Codenation test 21st july graph question help

avi130698 · July 26, 2019, 9:08am

Can someone provide the optimized way to solve this? I tried but got 8/16 and tle for rest.
this was my solution ans the question.

#include<bits/stdc++.h>
using namespace std;
int main() {
int t;
cin>>t;
while(t--){
    int n,m,x,i,j,u,v;
    cin>>n>>m>>x;
    vector<vector<int> > graph(n);
    for(i=0;i<m;i++){
        cin>>u>>v;
        graph[u-1].push_back(v-1);
    }
    vector<int> ans(n,0);
    queue<int> node;
    queue<int> h;
    vector<int> vis(n,0);
    node.push(x-1);
    h.push(1);

    while(!node.empty()){
        int y=node.front();
        node.pop();
        int w=h.front();
        h.pop();
        //cout<<y<<" | "<<w<<endl;
        if(w%2==0){
            ans[y]++;
        }
        for(i=0;i<graph[y].size();i++){
            node.push(graph[y][i]);
            h.push(w+1);
        }
    }
    //cout<<endl;
    for(i=0;i<n;i++){
        cout<<ans[i]<<" ";
    }
    cout<<endl;
}
return 0;
}

sarthakmanna · July 26, 2019, 10:04am

Start a bfs from node X. As you traverse, maintain two dp arrays dpOdd and dpEven. dpOdd[i] = Number of paths starting from X and ending at node i with odd number of vertices in the path. Same for the dpEven array.

Now, as you travel from node i to j, the transition will be
dpOdd[j] += dpEven[i]; dpEven[j] += dpOdd[i]
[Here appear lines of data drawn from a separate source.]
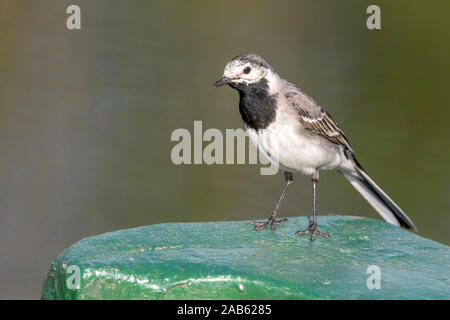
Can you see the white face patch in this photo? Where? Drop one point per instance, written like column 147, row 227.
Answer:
column 244, row 72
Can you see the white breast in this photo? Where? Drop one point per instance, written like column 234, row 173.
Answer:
column 287, row 144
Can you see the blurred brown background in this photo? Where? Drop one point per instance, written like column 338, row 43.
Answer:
column 86, row 116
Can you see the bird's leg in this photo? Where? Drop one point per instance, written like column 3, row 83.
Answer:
column 313, row 224
column 272, row 221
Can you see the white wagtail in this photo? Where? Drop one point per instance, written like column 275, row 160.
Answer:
column 307, row 138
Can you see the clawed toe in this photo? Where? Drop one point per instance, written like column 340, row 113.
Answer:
column 313, row 230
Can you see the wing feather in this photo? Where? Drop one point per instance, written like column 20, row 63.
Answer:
column 314, row 118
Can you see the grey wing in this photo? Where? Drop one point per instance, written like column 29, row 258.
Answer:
column 313, row 117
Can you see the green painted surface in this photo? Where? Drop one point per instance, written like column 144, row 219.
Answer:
column 229, row 260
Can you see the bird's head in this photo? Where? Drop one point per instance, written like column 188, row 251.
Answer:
column 244, row 70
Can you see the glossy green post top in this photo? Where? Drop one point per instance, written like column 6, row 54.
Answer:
column 363, row 259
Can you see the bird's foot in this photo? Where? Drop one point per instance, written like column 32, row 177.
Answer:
column 313, row 229
column 271, row 222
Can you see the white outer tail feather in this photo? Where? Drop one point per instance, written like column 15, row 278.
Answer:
column 359, row 180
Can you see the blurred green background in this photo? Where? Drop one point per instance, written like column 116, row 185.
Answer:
column 86, row 116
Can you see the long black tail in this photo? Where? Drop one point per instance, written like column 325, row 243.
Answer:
column 378, row 199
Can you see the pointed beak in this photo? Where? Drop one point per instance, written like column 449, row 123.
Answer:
column 222, row 81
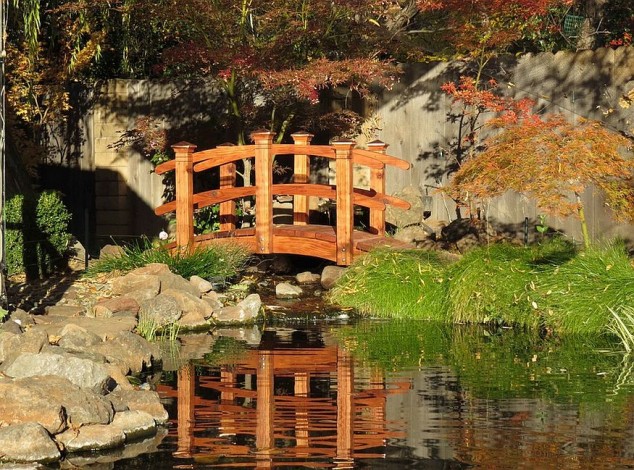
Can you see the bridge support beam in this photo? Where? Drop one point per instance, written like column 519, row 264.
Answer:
column 377, row 183
column 184, row 193
column 301, row 170
column 263, row 200
column 345, row 205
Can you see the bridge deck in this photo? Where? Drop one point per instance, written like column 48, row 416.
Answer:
column 307, row 240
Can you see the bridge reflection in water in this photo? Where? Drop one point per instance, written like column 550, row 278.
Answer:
column 279, row 406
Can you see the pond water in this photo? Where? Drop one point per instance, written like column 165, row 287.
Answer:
column 395, row 394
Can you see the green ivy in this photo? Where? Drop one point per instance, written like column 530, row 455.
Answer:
column 37, row 237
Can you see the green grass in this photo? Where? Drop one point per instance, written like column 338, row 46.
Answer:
column 497, row 284
column 548, row 286
column 579, row 295
column 395, row 284
column 224, row 261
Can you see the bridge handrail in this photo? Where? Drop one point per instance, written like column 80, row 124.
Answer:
column 188, row 161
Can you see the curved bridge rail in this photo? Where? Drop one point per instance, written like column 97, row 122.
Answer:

Obviously, dpOdd[X] = 1; dpEven[X] = 0

Now the actual problem lies in the bfs traversal. You can never move from node i to node j unless the value of dpEven[i] and dpOdd[i] is finalised.

Also, you need to account for the nodes which are unreachable from X. My solution was to first remove the unreachable nodes. You can do it in other ways too.